The way the trees are marked for the logging projects suggests that the same pattern of isolated groups of mature trees with very few or no understory species will occur.  What this will do is open up the hiking trail and soils to intense summer heat during July-early September and the same issue with tree replacement and diverse-aged forest will occur.”  

She notes, “Certainly it will change the microclimate of the area when the trees are removed and the sun penetrates clear to the ground, the soil erosion will also increase on these slopes.   The soils are thin anyway and quite fragile so having heavy equipment in there will be extremely problematic.  Compaction will disturb the soil biota quite negatively.  What we have on the southern end of the trail where it is very hot and dry is a dense stand of spotted knapweed, the inevitable result of poor planning.” 

Lyman said the ponderosa pines provide an “incredibly important environment” for all kinds of wildlife including birds, insects, rodents, etc.   

She reflected, “The USFS could be extremely diligent about addressing all these issues...I simply don't know.  What I see on the trail does make me concerned enough to hope you will ask them about it.”  

Lyman concluded, “This is just a brief discussion of the issues or questions.  We know now from so many incredibly good scientific studies that trees in the forest are linked to each other and also linked often to the wildflowers and shrubs that occur with them.  Ripping out sagebrush is often terrible for many wildflower species because they are hemiparasites that depend on the shrubs for nutrients.  But the mycorrhizal linkages are so much more intense.”

Lyman says she has talked with a number of retired USFS employees who are also concerned. She says they are “reluctant” to speak up.  

Michael Garrity of Wild Rockies Alliance said previously, "Almost all areas where there has been more logging have seen lynx decline as logging increased. It is time to say no to more road building and clear cuts and get on with the important work of protecting habitat to actually recover the lynx as required by the Endangered Species Act."
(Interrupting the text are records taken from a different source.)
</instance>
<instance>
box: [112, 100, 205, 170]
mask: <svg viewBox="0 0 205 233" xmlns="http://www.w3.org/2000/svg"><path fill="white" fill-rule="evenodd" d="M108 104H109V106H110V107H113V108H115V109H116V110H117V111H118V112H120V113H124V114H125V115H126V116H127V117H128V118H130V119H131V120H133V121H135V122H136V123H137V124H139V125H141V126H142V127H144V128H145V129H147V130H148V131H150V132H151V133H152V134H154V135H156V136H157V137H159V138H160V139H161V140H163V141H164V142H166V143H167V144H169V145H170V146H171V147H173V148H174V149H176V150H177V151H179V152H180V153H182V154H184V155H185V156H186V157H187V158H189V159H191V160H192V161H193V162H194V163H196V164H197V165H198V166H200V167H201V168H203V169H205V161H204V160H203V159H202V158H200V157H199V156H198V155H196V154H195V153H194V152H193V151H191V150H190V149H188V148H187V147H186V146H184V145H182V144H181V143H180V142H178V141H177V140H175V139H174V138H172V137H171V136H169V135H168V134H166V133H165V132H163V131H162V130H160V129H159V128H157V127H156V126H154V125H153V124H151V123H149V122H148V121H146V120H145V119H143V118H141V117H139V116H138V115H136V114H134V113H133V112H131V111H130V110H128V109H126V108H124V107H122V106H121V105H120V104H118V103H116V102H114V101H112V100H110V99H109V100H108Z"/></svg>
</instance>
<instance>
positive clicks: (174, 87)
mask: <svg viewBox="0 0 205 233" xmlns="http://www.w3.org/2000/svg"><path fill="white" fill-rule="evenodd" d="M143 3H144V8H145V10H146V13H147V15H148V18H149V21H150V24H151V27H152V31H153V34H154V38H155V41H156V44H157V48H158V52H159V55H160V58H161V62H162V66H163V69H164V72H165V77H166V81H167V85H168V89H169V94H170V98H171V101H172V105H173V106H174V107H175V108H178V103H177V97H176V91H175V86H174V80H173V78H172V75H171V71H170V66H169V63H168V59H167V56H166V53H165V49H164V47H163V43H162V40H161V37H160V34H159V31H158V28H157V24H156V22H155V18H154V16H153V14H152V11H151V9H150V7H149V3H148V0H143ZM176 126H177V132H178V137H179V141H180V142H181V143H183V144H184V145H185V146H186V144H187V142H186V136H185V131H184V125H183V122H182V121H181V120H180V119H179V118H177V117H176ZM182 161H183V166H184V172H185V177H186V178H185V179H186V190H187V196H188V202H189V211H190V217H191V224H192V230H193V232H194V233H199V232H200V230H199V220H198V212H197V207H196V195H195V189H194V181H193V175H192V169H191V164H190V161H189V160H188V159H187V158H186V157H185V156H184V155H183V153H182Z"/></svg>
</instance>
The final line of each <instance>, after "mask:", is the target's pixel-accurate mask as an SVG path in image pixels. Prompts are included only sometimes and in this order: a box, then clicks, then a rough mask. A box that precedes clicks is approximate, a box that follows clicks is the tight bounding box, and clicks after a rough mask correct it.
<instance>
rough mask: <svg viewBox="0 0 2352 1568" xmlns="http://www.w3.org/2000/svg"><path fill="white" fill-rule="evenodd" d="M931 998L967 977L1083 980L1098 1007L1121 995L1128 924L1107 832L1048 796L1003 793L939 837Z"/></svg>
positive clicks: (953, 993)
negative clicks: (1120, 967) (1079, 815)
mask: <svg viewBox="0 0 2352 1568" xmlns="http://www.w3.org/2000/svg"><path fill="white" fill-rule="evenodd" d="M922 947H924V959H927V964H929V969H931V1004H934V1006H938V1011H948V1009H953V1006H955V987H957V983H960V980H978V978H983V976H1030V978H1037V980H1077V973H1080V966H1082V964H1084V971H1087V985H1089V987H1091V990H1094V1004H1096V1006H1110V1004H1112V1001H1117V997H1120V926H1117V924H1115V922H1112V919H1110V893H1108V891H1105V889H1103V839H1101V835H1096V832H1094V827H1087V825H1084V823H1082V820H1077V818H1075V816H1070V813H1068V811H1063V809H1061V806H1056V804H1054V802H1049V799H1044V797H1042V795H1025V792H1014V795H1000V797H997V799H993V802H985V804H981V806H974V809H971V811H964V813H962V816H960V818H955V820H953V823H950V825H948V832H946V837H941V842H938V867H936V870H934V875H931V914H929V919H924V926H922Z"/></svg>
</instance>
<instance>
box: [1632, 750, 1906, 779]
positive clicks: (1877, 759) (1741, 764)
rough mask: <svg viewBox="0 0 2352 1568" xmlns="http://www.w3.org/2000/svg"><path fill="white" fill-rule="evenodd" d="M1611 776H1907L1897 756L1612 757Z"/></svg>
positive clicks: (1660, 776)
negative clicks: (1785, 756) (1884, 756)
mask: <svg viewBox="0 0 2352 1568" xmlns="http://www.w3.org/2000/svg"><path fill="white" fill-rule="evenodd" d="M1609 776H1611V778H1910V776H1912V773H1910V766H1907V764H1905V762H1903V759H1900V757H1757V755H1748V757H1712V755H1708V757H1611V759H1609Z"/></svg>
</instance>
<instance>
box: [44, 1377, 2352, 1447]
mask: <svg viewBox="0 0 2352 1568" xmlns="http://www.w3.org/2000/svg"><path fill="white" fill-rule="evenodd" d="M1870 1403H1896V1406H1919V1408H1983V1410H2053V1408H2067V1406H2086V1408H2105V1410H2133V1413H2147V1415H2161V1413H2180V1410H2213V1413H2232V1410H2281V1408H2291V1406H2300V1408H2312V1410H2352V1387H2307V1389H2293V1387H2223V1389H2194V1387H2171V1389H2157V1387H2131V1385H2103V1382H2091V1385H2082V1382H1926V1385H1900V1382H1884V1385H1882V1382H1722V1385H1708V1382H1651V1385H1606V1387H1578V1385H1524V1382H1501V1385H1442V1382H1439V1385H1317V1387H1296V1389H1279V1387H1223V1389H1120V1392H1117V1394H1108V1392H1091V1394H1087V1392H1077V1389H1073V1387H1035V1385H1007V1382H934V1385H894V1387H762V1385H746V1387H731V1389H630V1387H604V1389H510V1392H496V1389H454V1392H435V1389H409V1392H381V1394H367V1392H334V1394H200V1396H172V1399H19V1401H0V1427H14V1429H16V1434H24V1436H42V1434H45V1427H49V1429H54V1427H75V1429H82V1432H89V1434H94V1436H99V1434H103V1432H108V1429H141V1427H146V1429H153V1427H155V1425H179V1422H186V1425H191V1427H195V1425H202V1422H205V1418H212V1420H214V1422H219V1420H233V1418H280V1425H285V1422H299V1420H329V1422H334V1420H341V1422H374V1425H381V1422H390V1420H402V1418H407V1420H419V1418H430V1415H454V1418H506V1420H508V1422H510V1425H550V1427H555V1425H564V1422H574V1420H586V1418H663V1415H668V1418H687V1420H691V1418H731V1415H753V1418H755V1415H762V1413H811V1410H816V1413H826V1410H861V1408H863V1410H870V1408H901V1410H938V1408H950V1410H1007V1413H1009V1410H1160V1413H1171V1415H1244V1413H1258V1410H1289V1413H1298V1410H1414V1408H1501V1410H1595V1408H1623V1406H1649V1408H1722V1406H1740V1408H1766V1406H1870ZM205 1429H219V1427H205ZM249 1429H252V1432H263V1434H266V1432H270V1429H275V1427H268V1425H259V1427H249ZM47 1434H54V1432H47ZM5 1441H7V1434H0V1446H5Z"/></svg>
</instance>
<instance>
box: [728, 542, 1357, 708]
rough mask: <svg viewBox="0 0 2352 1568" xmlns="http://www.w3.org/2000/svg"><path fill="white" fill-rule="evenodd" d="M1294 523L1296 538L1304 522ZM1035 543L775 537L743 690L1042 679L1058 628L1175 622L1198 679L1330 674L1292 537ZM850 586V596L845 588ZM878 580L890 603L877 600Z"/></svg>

The United States Forest Service Forest Supervisor, Mary Erickson was asked to respond to Lyman’s issues raised. Erickson referred the response to local Beartooth District Ranger Ken Coffin. Regarding the issues Coffin said, “We appreciate you reaching out to us, however, we don't typically respond to previously written stories because we don't believe this is the best way to inform people about projects.  I acknowledge many of the concerns expressed by the people you've interviewed for your previous articles about the Greater Red Lodge Area project. Much of the concern you've reported on has been addressed through the analysis process and I suggest people review the analyses by visiting the Custer Gallatin website or contacting us at the Beartooth Ranger District. Alternatively, I would like to submit an op ed about vegetation management on the Beartooth Ranger District in April or May that would talk to GRLA but also share a broader outlook around vegetation management.”